The details do matter. Imagine what a different story this would be were Nina running a marathon rather than playing tennis. Or if she had been playing at noon. Or if she had buried Lewis at dawn.
Alice Munro volleys this one to the readers: “And it was the small miracles—surely it was the small miracles that helped prepare us for the great ones?”
If this is true, then do small tragedies help to prepare us for the larger ones?
And if Lewis’ death is a larger one, what smaller ones should have prepared Nina for the loss?
“What had been between them, all these years, had been kept in balance because of their two marriages. Their marriages were the real content of their lives—her marriage to Lewis, the sometimes harsh and bewildering, indispensable content of her life. This other thing depended on those marriages, for its sweetness, its consoling promise. It was not likely to be something that could hold up on its own, even if they were both free. Yet it was not nothing. The danger was in trying it, and seeing it fall apart and then thinking that it had been nothing.”

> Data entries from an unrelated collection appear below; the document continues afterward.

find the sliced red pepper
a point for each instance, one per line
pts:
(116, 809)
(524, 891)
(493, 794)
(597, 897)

Particularly in the context of what is shared about Nina’s relationship with Ed Shore before Lewis’ death — including Nina’s impressions of Ed’s wife’s over-exuberant religiosity, which stands in stark contrast to Lewis’ approach to finding meaning in the world — readers are left to wonder about the significance she places on opportunities missed. Perhaps the tragedy is not the death in this story, but the slow extinguishing of life while one settles for comfort in a marriage when she could have had a passionate love affair instead.

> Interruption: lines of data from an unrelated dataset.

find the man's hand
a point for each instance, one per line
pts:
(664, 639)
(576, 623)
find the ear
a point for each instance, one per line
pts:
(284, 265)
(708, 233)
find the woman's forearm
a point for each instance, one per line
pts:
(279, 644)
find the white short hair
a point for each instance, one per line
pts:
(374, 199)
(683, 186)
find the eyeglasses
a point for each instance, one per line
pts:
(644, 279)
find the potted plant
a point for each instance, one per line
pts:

It’s literally late-afternoon when Nina is playing tennis, it’s after dark soon enough.
The burial unfolds beneath the moonlight. But although this story end with winter’s chill, it is the image of a still-cold lake in June which remains with readers, the resurfacing of a diver.
Ultimately there is a hint of summer in “Comfort”, endurance in the presence of devotion.
Note: This is part of a series of posts on Alice Munro’s stories in Hateship, Friendship, Courtship, Loveship, Marriage, as I read through her work-to-date. She is one of my MRE authors and this is the fourth story in this collection. Please feel free to check the schedule and join in, for the series, or for a single story. Tomorrow: “Nettles”.
Note: There are spoilers in the comments below.
i like your themed approach – so much more interesting than a straight review.
BTW your link to MRE authors doesn’t seem to be working
Thanks, Karen. And I really appreciate your having mentioned the broken link, as I was off by a single digit and had copied the error into each of this week’s posts. Gah.